Gosh. I have read so many things online recently about the silent treatment and I still cant decided whether my fiance is justified in doing it to me or not.
He has done it before when I have caught him out hiding stuff from me – like planning to have his kids extra long because his ex asked him and not even discussing with me first or finding letters in his bag for unpaid debt addressed to his ex that he then tried to lie to me about. This time though I did something. I looked at his Google search history. Found something on there that once again he’d lied to me about partaking in so I questioned him. Admitted id looked at his Google search history, apologised and explained I knew it was wrong of me but I was curious and for good reason it seems! Anyway he then gave me the silent treatment through the day in the house but acted fine on a night through text while he was working. This lasted 2 days. Last night he messaged asking about our honeymoon and where I wanted to go and to have a look etc. And today has been completely fine! I am massively confused! How can he ignore me in person yet act fine on message and then just be completely normal?! Nothing is resolved. I’ve still found something out about him that he has hidden from me. Seems to think everything should be private but I’m sorry, some stuff when you’re about to marry someone can be done in private but shouldn’t be a secret. And finances especially need transparency but I have no clue even how much he earns a month! Or how much debt he has – or who’s debt he’s paying for that matter. He’ll say he doesn’t know my business either but he does because he knows he needs to give me money as my pay only covers the mortgage. Anyway. My questions are – is he justified with this behaviour as I technically did something that clearly upset him (even though what I found upset me)? And also how do I now go about bringing it up again? He’s acting normal and we always have the kids around. It’s impossible to get time to have a proper conversation to sort anything from other unresolved issues which I believe he thinks I’ve forgotten about??
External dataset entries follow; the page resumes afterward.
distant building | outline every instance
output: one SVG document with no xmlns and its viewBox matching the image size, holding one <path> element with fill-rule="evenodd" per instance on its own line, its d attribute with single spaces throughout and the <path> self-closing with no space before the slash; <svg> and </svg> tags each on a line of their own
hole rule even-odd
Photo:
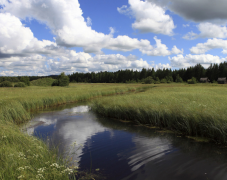
<svg viewBox="0 0 227 180">
<path fill-rule="evenodd" d="M 226 84 L 226 77 L 218 78 L 217 82 L 218 84 Z"/>
<path fill-rule="evenodd" d="M 201 83 L 209 83 L 210 80 L 208 79 L 208 77 L 205 77 L 205 78 L 200 78 L 199 82 L 201 82 Z"/>
</svg>

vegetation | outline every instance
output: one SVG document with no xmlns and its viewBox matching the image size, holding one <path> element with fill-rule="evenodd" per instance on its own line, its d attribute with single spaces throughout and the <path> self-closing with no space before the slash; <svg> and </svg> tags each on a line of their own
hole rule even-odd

My husband, soon to be ex, behaved in the exact same way, with me being given the silent treatment on a regular basis. Always after him hiding things from me, or lying about what he was doing. I put up with it for fourteen years, until I became so mentally exhausted by his behaviour, as above, and more, that I filed for divorce. My advice would be to end the relationship, because this type of abuse, controlling and financial, will lead onto other forms of mental manipulation, which will continue indefinitely. Such is the nature of someone with narcissistic personality. The silent treatment is one of their most used punishments, when they are caught out, or you question their behaviour.
Why would you possibly think that ANYTHING could justify someone treating you this way????
Most of the behavior I’ve read about reminds me, remarkably, like Narcissistic Personality Disorder. A previous counselor told me that people with NPD rarely are able to be treated and must seek treatment (usually they don’t because they really don’t believe anything is wrong with them) from a highly trained counselor specifically trained in NPD. She said that NPD is so difficult to treat that people do one of 2 things when confronted by their disorder: retreat into massive depression or they commit suicide.
The family counselor I sought out to help me with my relationship with my daughter told me that just with the things I told him about my ex, he was sure he had NPD.